To align the kinase/nucleotide-binding domains, a database of all sequences identified from SwissProt was generated. With the E. coli CheA kinase domain as a query sequence, we used PSI-BLAST to search against the database. The individual alignments from the converged PSI-BLAST run were extracted and converted into a multiple-sequence alignment. Thirty histidine kinases, four anti-sigma factors, four phosphate dehydrogenase kinases, six DNA mismatch repair proteins (mutL), four topoisomerase VI proteins, six heat shock 90 proteins, three gyraseB proteins, and three topoisomerase II proteins were randomly selected from the complete alignment. This smaller multiple-sequence alignment was then further refined, taking into consideration hydrophobicity patterns and secondary-structure units between the different protein families, and then truncated down to the most conserved residues/secondary-structure units (82 residues). Accession numbers for all sequences and the multiple-sequence alignments are available from one of the authors (kristin_k_koretke@sbphrd.com) on request.

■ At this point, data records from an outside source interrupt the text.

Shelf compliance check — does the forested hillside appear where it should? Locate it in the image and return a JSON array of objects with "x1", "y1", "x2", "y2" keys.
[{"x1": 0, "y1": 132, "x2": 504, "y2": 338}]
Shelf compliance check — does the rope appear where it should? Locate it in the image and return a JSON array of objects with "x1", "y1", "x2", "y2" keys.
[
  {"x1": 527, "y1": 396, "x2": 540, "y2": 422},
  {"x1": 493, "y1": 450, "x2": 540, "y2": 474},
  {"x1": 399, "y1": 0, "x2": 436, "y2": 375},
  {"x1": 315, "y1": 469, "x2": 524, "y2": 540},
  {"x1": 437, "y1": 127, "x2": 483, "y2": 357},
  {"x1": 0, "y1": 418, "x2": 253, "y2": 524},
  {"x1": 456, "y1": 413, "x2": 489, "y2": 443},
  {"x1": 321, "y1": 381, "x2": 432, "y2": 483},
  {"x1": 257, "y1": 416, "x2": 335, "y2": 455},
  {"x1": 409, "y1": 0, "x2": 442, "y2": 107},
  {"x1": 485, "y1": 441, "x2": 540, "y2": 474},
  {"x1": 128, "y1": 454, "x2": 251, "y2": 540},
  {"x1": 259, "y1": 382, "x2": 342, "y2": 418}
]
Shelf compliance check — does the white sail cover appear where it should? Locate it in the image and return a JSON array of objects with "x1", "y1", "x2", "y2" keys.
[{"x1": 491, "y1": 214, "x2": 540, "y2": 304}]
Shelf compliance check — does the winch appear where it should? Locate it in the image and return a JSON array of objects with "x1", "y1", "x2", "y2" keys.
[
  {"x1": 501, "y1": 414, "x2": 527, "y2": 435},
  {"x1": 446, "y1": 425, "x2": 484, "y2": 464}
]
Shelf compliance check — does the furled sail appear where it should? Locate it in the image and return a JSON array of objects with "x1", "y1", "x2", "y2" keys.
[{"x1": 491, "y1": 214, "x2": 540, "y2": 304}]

Phylogenetic trees were constructed by maximum parsimony and distance methods for each set of alignments. A distance matrix of pairwise comparisons of the proportion of different amino acids per site was constructed using the program PROTDIST of the PHYLIP, version 3.572c, package (Felsenstein 1993
). In our analysis, we invoked the "Dayhoff" program option, which estimates the expected amino acid replacements per position (EAARP) using a replacement model based on the Dayhoff 120 matrix (Dayhoff, Eck, and Park 1972
). The programs SEQBOOT, NEIGHBOR, and CONSENSE were used to derive a neighbor-joining (NJ) tree that was replicated in 500 bootstraps. Maximum-parsimony (MP) analysis was done using the program PAUP*, version 4.0 (Swofford 1999
). The number and length of minimal trees were estimated by 100 replicate random heuristic searches. Confidence limits for the branch points were estimated by 1,000 bootstrap replicate random heuristic searches. Quartet maximum-likelihood (ML) analysis was attempted on these data sets as well, using the program PUZZLE version 4.0.2 (Strimmer and von Haeseler 1996
). However, the low ratio of aligned residues to operational taxonomic units (OTUs) in both histidine kinase and response regulator data sets tended to make resolution of major branch points in ML trees difficult; therefore, those trees were not reported.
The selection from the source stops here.